This past Sunday at church, our worship band kicked off our service (and ended it) with a spirited rendition of “Go, Tell it on the Mountain”. As we sang and clapped along and giggled at Henry’s dance moves, I found myself asking this question – “What if we did go tell it on the mountain?”
I’ve been thinking about this all week as I’ve walked through our advent devotional and as my family prayed in the chapel with others in our church on Tuesday night. This is the season of hope and joy and yet we can get so wrapped up in the ways of the world that we forget that we know the source of the hope and joy that so many are craving.
What if we were vigilant about using our gifts and platforms to tell the story of the baby who came to save the world?
What if we engaged more with our neighbors than with strangers on the internet?
What if we used our social media to share what God is teaching us during Advent instead of sharing a quippy meme about inflation and the supply chain issues?
What if we served those in need in our communities instead of serving ourselves with more Christmas treats? (That one hurt, not gonna lie!)
My point is this – those who claim Christ are quick to call out the ways that the world is waging war on the true meaning of Christmas and what I’m challenging us to think through is how we might be feeding into that war instead of showing the world who Jesus is through the way we love one another?
How can we be a small piece of tangible hope to someone feeling hopeless this Christmas?
Let’s not just stand and sing these songs in our churches this Christmas but let’s step into the places and spaces where God has given us influence and use it for the sake of the gospel.
I want to leave you with an excerpt from a letter I wrote to our church family in our advent devotional for this year.

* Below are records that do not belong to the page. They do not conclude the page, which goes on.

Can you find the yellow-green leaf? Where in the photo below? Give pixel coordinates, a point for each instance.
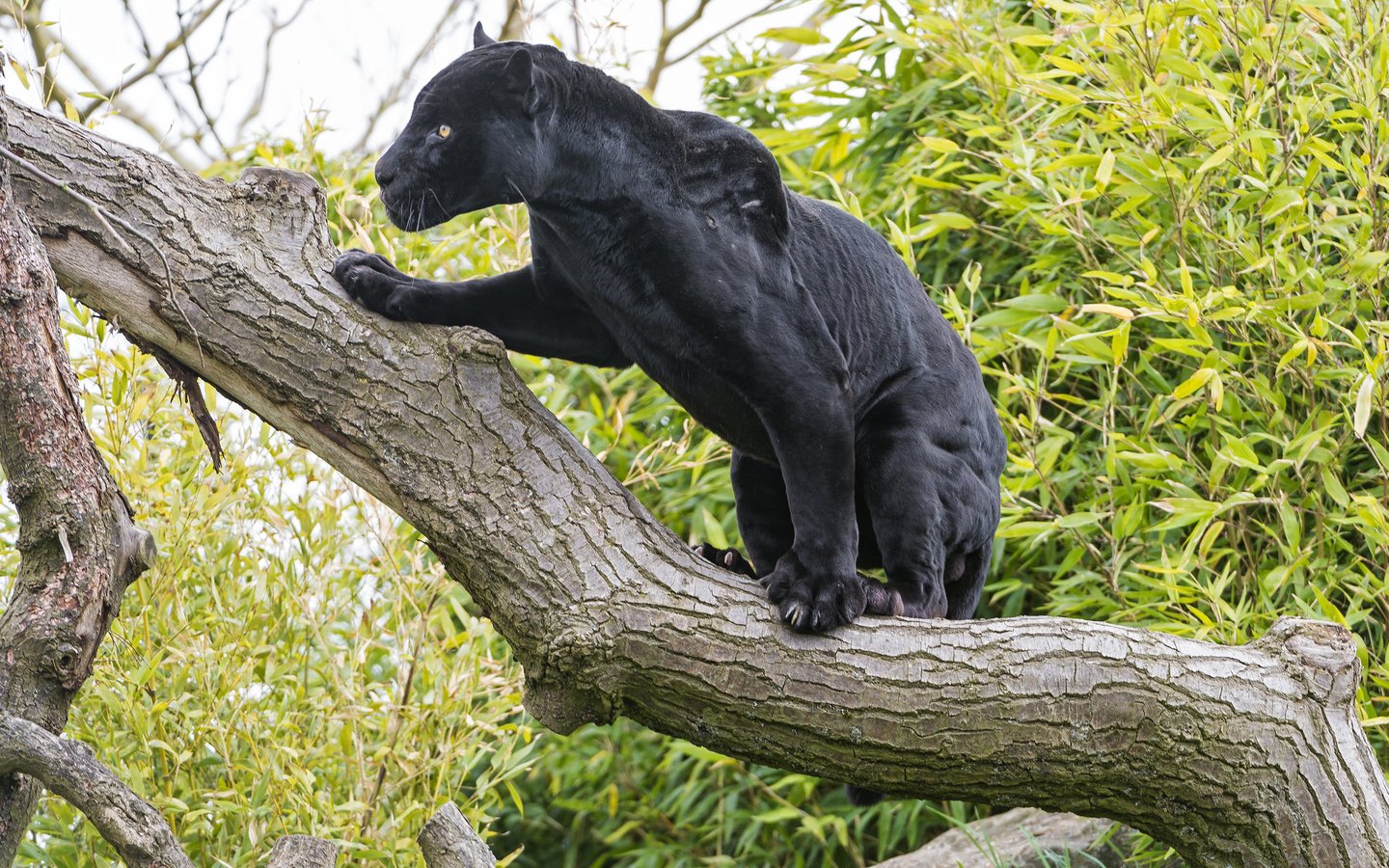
(1192, 384)
(1364, 396)
(943, 146)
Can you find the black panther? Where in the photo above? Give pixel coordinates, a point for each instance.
(861, 429)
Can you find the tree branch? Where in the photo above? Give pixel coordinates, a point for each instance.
(79, 548)
(449, 842)
(1246, 754)
(68, 769)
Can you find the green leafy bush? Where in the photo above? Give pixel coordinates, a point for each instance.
(1164, 230)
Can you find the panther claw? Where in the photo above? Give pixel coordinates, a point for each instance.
(728, 558)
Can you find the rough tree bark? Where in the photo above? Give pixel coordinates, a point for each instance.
(1249, 756)
(78, 545)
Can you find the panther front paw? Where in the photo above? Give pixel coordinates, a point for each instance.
(814, 602)
(728, 558)
(374, 284)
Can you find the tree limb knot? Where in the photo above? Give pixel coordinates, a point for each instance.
(1320, 654)
(562, 679)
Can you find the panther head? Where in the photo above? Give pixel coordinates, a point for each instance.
(471, 139)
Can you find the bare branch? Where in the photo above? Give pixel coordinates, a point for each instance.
(277, 27)
(514, 22)
(151, 63)
(449, 842)
(129, 824)
(392, 96)
(302, 852)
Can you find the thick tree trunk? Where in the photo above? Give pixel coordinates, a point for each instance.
(1233, 754)
(76, 542)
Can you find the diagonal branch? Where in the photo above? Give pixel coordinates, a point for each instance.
(138, 832)
(1246, 754)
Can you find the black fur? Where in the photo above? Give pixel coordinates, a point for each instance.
(861, 431)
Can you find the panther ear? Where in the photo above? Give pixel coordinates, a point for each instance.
(526, 81)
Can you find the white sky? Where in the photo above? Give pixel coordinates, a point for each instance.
(340, 56)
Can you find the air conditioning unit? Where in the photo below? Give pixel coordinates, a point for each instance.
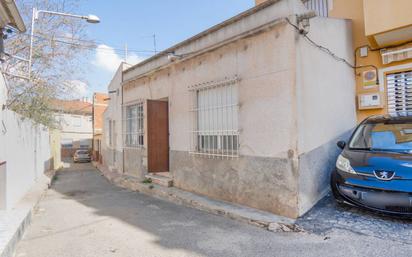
(389, 56)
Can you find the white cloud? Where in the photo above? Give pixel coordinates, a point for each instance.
(76, 89)
(107, 58)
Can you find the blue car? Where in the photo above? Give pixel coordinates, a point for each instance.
(374, 170)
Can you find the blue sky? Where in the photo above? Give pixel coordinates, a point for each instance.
(133, 22)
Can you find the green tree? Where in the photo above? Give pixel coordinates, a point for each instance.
(60, 51)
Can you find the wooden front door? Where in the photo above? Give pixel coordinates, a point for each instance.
(158, 136)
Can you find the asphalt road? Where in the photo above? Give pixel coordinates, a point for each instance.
(83, 215)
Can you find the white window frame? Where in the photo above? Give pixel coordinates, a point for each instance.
(64, 142)
(84, 145)
(399, 92)
(77, 118)
(133, 139)
(215, 119)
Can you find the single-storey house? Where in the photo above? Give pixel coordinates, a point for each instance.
(248, 111)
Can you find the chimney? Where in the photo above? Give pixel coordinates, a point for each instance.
(260, 1)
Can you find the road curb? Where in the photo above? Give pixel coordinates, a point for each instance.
(240, 213)
(19, 218)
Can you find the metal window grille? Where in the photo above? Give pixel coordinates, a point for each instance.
(133, 124)
(321, 7)
(400, 93)
(214, 112)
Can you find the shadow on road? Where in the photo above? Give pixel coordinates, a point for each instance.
(174, 226)
(327, 216)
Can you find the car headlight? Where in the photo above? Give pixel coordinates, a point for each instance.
(343, 164)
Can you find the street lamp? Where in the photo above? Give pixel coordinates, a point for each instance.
(35, 16)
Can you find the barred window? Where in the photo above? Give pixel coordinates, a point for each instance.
(134, 125)
(215, 119)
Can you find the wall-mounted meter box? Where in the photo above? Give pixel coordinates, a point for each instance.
(370, 101)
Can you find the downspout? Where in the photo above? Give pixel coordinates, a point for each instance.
(121, 122)
(93, 121)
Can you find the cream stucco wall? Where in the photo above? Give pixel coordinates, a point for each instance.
(326, 104)
(113, 154)
(287, 107)
(265, 91)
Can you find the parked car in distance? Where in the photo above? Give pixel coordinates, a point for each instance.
(374, 170)
(81, 156)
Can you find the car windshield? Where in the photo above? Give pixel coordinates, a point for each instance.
(394, 137)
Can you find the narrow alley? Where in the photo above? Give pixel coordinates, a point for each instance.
(84, 215)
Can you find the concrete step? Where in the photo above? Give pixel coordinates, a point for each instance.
(165, 181)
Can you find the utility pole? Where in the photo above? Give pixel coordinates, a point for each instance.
(154, 43)
(125, 53)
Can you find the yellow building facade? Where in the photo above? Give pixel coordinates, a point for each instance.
(382, 43)
(382, 32)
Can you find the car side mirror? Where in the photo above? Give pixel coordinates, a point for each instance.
(341, 144)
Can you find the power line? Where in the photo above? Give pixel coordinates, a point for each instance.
(92, 46)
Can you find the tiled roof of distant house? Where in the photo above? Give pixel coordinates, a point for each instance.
(72, 106)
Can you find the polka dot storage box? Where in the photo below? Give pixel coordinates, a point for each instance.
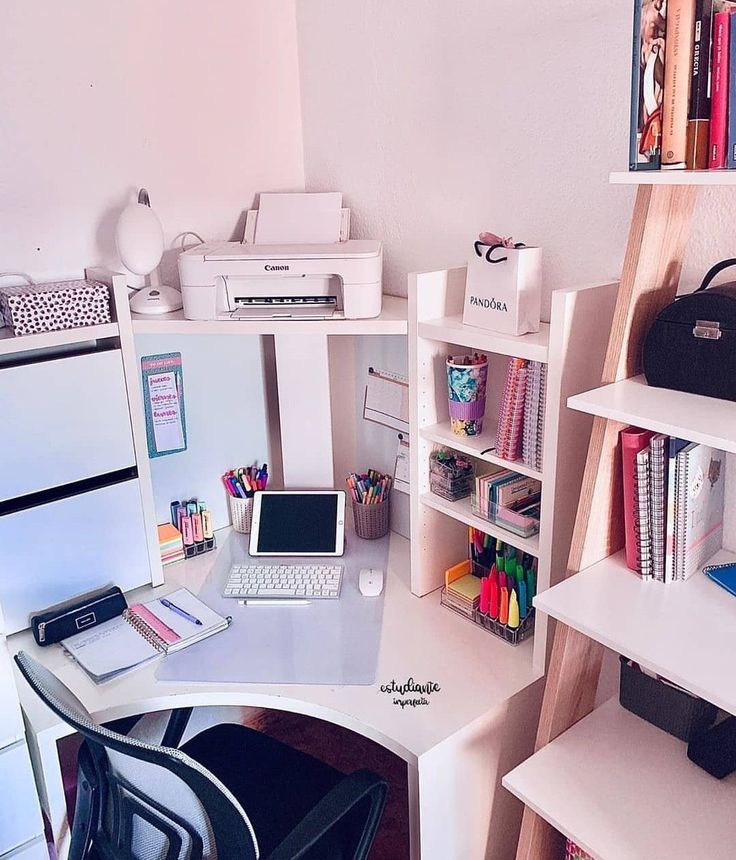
(36, 308)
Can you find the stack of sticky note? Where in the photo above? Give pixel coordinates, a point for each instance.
(170, 544)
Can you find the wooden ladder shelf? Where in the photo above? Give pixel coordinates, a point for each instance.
(659, 230)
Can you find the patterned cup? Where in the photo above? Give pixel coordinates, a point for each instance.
(466, 391)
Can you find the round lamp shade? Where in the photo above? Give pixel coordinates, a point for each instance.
(139, 238)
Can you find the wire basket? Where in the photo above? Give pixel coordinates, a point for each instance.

This is a season of waiting. The thing about Advent that I love is that it reminds our hearts that our waiting for Jesus’ return should be an active season of waiting. Like the 40 weeks leading up to a woman giving birth to her baby, there are preparations in her heart and home to make space for this new addition to her family. Expectantly waiting for Jesus’ return gives us the space to prepare our hearts and to vigilantly pray for others to come to faith in Jesus. This is a season of waiting but in this season, I pray that our hearts are bent to a posture of praying on our knees instead of sitting back on our heels – that we would believe in the promises of God so much so that it propels us forward in faithfulness to Jesus.